Liquidity and Capital Resources
Summary
At April 20, 2002, we had cash and equivalents totaling $11.4 million. At
year-end 2001, cash and equivalents aggregated $11.5 million. The net cash
outflow of approximately $100,000 was attributable to various operational,
investing and financing activities as described below. Our working capital
position at April 20, 2002 was $20.1 million, compared to $19.0 million at
December 29, 2001. Our current ratio at April 20, 2002 was 1.44 to 1.00,
compared to 1.38 to 1.00 at December 29, 2001, with cash and equivalents
contributing approximately $11.4 million to working capital. As of April 20,
2002, we had unsecured revolving bank credit facilities aggregating $35.0
million, with $19.0 million remaining available for use. Our current working
capital levels provide us with a very favorable and strong liquidity position.
Additionally, we continue to remain in compliance with all credit facility debt
covenants.

Cash Flows From Operating Activities
During our first quarter of 2002, our net cash generated from operations was
$3.0 million, compared to net cash outflows of $4.1 million for the same period
in 2001. A primary reason contributing to the increase in net operating cash
flows was the reduction in the amount of property held for resale. In the first
quarter of 2001, expenditures made for property held for resale of $2.4 million,
compared to $1.9 million of cash inflows from property held for resale projects
completed during the first quarter of 2002. Additional increases in operating
cash inflows in the first quarter of 2002 were due to the combined effect of
changes in accounts receivable, inventory and accounts payable. Changes in these
accounts resulted in net cash outflows of $1.2 million compared to net cash
outflows of $4.3 million during the same time period in the prior year.
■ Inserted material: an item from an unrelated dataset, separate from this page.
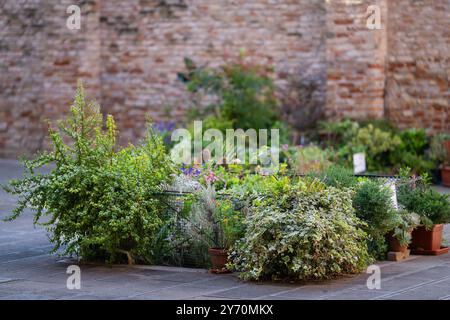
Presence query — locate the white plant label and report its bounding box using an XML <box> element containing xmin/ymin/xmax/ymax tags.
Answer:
<box><xmin>386</xmin><ymin>182</ymin><xmax>398</xmax><ymax>210</ymax></box>
<box><xmin>366</xmin><ymin>5</ymin><xmax>381</xmax><ymax>30</ymax></box>
<box><xmin>353</xmin><ymin>153</ymin><xmax>366</xmax><ymax>174</ymax></box>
Cash Flows From Investing Activities
Net cash outflows from investing activities for our first quarter of 2002
totaled $4.1 million, compared to $200,000 for the same period in 2001. Nearly
$4.3 million of capital items were purchased during the first quarter of 2002
compared to $300,000 for the same period in 2001. Expenditures for retail
equipment and fixtures, including those associated with Dick's, were nearly $1.6
million, expenditures related to the expansion of the distribution centers were
nearly $1.3 million, and corporate office technology expenditures were nearly
$400,000 which accounted for approximately $3.3 million of the cash outflow.
Additionally, approximately $1.0 million of the investing outflow related to
capital expenditures for our on-going systems project.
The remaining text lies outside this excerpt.